つかず離れず仲間も一緒にいて、雨風をしのげる場所もある
そんな広場で1日中のんびりとしていたい。
放牧地の馬達を見ているとそんな様子が伝わってくる。
若い頃ははしゃいで走り回ることもあるが、それも数分のことでまたのんびり。
馬は自然に近い状態にしておくとなんとも静かな動物だ。
騒動があるとすれば雄同士が力比べをするときくらいで、
馬は普段レージーなのである。
レイニングはこういった馬の性質をうまく利用しながら調教を行う。
馬と約束事を確立させていくのに、「プレッシャーとリリース」という作業をして、
これを何回となく くり返しながら馬を作っていく。
代表的なのはハミ受けを作るときで、
手綱を引きハミをかけてそれに対して馬が譲れば手綱をたるませて馬に自由を与える。
この時のハミをかける作業がプレッシャーにあたり、手綱をゆるめるのがリリースである。
同じ事は脚にも言えて、
脚の合図(圧迫)に対して馬が体を動かせば、同時に脚を使うのを辞めそれでいいのだと馬に褒美を与える。

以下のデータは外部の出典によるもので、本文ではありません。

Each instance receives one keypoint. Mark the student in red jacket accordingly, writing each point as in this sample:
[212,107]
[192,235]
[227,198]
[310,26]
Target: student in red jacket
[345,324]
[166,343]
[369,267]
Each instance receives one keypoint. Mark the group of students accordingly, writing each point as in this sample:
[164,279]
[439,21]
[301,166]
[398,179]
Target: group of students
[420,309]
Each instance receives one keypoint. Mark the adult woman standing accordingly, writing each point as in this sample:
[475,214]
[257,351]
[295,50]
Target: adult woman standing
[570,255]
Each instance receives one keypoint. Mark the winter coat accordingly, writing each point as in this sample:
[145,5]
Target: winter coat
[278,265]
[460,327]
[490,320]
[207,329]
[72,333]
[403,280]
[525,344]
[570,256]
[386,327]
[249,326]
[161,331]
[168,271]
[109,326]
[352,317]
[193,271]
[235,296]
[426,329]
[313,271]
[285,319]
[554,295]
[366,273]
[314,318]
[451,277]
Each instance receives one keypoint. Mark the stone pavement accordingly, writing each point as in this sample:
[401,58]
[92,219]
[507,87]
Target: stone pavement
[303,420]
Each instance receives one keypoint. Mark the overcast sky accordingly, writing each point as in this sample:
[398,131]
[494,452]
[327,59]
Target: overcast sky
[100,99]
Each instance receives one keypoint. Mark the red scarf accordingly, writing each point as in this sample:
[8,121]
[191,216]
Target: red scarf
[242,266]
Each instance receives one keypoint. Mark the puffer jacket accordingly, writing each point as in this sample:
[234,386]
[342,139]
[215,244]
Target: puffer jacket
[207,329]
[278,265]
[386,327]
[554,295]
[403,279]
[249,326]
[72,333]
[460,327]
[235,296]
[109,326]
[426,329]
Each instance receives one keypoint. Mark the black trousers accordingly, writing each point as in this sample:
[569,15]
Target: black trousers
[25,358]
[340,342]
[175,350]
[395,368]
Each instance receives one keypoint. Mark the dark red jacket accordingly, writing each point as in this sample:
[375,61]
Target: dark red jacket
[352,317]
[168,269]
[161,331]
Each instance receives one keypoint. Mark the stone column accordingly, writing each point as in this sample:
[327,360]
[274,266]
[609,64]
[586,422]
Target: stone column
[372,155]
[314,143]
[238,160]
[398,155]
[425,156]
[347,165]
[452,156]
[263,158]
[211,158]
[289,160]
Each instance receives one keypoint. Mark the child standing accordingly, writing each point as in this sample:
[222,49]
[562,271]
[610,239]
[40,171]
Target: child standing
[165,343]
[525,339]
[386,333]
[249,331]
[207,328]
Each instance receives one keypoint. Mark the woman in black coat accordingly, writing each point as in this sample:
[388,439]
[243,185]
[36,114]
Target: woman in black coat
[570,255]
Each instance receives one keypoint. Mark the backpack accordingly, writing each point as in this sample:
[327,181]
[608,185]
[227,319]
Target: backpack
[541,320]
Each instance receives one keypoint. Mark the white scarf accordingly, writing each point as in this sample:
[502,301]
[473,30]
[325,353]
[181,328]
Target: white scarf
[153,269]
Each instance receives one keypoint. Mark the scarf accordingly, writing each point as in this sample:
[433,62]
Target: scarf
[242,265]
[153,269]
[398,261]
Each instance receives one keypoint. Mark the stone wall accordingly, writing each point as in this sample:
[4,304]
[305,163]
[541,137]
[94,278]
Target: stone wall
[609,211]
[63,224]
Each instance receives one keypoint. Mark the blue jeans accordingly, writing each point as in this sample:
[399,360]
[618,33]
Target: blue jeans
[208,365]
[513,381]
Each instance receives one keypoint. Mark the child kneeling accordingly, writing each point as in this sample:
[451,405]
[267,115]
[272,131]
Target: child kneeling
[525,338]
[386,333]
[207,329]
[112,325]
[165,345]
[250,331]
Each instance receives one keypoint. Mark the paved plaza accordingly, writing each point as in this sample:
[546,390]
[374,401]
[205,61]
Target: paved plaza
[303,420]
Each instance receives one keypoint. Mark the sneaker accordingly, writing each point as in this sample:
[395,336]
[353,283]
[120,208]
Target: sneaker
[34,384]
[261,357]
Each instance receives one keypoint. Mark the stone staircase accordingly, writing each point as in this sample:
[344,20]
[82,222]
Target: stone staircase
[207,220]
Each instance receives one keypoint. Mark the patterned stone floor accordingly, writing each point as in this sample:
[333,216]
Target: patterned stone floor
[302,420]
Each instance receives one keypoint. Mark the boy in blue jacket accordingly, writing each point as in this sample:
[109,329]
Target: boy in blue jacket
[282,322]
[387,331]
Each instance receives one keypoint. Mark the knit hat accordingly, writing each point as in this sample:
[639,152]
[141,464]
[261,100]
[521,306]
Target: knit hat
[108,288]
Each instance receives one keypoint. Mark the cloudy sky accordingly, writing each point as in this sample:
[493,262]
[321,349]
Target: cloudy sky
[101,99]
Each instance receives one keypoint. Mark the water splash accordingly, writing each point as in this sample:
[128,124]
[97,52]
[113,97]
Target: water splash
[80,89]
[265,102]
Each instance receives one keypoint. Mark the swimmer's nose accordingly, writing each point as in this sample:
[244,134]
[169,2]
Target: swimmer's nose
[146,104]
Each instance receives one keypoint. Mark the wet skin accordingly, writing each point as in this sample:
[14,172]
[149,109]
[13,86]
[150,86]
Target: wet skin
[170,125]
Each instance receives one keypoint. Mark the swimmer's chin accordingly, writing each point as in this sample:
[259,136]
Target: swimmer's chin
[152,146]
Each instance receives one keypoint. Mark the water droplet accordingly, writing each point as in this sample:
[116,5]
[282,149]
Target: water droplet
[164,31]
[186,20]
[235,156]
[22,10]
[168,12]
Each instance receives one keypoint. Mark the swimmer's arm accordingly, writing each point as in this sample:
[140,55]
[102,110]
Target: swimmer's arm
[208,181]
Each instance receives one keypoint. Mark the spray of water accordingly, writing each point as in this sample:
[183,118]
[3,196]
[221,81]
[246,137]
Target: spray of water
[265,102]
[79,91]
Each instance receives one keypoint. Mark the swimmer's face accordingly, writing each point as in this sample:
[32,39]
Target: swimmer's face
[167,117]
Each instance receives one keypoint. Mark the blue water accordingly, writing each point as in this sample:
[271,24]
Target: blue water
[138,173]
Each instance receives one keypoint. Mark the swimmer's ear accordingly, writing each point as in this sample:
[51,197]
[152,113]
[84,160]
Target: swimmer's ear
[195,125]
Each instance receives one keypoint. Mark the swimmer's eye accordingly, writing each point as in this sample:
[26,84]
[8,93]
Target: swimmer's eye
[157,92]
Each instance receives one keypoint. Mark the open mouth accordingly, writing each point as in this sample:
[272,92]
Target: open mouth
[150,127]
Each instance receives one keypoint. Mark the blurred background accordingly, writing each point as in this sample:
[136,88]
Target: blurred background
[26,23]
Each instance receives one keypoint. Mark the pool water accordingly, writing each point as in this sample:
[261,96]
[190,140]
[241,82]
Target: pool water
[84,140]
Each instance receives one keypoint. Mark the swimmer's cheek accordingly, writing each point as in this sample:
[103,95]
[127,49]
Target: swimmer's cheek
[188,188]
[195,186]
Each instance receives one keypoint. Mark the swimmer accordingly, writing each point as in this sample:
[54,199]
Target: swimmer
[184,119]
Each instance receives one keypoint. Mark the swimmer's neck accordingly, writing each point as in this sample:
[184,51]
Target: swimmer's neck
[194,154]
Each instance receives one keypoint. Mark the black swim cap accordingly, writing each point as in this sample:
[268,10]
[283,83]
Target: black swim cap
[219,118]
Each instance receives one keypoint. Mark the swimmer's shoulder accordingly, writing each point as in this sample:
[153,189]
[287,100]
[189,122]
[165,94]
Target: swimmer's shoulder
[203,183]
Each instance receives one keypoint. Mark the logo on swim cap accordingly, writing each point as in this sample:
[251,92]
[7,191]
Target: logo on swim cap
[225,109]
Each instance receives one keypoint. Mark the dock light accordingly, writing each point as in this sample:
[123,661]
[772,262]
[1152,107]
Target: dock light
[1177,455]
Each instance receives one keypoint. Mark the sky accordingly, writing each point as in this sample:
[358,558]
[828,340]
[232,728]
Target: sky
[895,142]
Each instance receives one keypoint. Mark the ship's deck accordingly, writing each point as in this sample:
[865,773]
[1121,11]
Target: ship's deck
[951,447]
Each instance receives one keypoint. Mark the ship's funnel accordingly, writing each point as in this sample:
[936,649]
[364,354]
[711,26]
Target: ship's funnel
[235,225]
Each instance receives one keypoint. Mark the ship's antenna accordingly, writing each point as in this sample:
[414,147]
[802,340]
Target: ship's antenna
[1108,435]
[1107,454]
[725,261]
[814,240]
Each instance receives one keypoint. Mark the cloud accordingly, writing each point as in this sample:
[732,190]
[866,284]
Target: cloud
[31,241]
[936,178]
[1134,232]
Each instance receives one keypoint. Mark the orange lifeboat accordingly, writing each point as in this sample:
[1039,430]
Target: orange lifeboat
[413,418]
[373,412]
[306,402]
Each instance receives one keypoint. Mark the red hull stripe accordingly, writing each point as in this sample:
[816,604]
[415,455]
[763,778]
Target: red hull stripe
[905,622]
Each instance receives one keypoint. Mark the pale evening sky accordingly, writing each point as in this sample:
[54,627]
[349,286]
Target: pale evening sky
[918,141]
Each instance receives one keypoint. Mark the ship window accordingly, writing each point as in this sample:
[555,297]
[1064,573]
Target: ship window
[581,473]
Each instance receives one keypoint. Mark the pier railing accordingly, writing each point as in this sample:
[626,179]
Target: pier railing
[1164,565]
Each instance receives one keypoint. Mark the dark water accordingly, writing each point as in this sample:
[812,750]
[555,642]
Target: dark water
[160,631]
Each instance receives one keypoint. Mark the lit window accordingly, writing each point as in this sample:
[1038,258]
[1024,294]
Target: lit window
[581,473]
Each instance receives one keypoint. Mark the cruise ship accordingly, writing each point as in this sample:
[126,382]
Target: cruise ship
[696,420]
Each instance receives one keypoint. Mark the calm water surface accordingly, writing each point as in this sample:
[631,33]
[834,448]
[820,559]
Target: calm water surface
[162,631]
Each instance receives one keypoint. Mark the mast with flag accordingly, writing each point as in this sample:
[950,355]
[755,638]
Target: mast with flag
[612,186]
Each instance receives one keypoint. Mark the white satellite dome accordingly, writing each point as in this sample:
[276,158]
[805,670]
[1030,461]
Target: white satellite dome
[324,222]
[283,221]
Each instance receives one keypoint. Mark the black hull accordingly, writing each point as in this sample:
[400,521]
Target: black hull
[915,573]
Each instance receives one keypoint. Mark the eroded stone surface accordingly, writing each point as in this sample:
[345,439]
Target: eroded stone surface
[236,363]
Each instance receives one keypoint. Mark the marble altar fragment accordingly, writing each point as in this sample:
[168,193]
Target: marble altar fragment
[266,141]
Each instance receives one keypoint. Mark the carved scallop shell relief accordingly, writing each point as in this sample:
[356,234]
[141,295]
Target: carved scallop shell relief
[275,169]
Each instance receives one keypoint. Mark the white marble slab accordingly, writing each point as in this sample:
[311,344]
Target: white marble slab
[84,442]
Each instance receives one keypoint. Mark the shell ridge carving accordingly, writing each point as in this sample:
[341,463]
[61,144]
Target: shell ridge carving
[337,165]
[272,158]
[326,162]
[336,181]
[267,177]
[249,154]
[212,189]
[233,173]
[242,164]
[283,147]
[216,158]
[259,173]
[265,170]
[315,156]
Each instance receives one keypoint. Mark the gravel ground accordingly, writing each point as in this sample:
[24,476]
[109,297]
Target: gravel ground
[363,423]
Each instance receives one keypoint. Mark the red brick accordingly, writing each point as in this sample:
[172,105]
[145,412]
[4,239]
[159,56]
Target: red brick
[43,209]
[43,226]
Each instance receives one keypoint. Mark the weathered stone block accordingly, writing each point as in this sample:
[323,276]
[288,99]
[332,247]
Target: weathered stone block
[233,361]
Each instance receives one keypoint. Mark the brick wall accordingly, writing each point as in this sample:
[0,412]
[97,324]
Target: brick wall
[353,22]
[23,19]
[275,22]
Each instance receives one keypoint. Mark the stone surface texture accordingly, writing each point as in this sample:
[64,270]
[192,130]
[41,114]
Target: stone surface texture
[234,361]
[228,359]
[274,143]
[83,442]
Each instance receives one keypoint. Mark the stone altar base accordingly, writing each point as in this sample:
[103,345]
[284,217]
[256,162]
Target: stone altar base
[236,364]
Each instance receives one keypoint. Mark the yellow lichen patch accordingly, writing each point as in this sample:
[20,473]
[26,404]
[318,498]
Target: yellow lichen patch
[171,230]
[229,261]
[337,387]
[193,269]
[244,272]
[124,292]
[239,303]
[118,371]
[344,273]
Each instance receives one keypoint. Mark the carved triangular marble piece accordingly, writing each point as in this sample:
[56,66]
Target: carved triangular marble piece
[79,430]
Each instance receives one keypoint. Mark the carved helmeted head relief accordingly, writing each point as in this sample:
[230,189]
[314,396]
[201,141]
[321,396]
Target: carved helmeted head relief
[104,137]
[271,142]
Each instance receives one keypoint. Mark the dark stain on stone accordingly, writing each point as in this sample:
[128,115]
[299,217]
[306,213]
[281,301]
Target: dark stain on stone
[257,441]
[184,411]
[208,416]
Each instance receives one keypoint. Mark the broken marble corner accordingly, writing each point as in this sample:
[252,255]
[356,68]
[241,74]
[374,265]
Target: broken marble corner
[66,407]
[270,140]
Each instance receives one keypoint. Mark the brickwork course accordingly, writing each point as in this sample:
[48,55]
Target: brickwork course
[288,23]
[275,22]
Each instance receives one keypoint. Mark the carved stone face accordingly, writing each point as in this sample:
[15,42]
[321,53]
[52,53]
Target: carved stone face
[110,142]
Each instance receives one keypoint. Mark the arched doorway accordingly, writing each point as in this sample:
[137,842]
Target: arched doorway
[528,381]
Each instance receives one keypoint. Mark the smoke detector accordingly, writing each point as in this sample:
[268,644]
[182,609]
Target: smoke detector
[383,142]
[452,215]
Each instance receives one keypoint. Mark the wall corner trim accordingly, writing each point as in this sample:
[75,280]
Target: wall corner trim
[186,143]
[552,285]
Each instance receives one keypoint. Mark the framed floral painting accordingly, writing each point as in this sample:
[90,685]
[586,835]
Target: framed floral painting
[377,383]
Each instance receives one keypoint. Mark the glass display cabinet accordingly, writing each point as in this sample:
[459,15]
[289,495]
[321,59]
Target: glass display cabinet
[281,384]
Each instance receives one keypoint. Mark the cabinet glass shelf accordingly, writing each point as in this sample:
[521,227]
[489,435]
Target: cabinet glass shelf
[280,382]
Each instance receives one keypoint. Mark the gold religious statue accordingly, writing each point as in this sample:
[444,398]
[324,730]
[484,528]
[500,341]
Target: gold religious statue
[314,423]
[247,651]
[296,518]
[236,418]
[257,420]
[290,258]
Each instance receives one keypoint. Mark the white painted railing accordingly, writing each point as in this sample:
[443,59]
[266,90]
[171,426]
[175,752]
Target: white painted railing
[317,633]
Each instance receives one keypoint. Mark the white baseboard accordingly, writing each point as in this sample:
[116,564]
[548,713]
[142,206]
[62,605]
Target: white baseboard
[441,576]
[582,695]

このプレッシャーとリリースはなにも拳と脚だけにとどまらず、
馬の動き全体に対しても行う。
例えばストップを教えているときなどは、
好ましいストップができるまで馬に対してガチャガチャと働きかける(プレッシャー)。
何回かストップ、ガチャガチャをくり返しちゃんとストップをした瞬間に馬を休め褒美をあげる(リリース)。
この乗り手のリリースを馬は「待ってました」言わんばかりに、自分がたった今したストップの形と結びつける。
ストップを重点的に教えているときは、良いストップの直後その場で下馬をすることもある。
下馬によって、馬は乗り手から完全にリリースされるわけだ。
馬は基本的になにもされたくない動物で、人に乗られたときは何もされない瞬間を絶えず求めながら動く。
たとえば極端な例として、
乗り手の足を柵と自分の体の間に挟んで止まってしまう馬。
こういった馬は本当に巧妙で、ちょっとしたきっかけで柵に寄ったら今まで蹴ってた乗り手の足(プレッシャ−)が動かなくなり(リリース)これよし!と覚えてしまう。
この最たる好ましくない例としては、初心者を乗せた馬が何回でも立ち上がるのを見たことである。
その馬は振り落とそうとかハミにビックリして立ち上がっているのではなく、騎乗者が拳を使おうとするとスーッと立ち上がるのである。
乗り手と馬のやりとりをよく見ているとなるほど、
乗り手は脚を使うでもなく馬が立ち上がる度に拳を前に出し結果的に馬に褒美(リリース)を与えている。
馬にしてみれば自分が立ち上がる動作とハミのプレッシャーの解除が結びつき、
立つということは美味しい作業となるわけだ。
こんなところにもプレッシャーとリリースは関係しているのだと妙に感心してしまった。
自分が馬に対して知らず知らずに与えた影響で問題が生じた場合、
「ほっておいて欲しい」
という馬の心理の観点から見なおすと、不思議なくらいコミュニケーションが上手く行くことがある。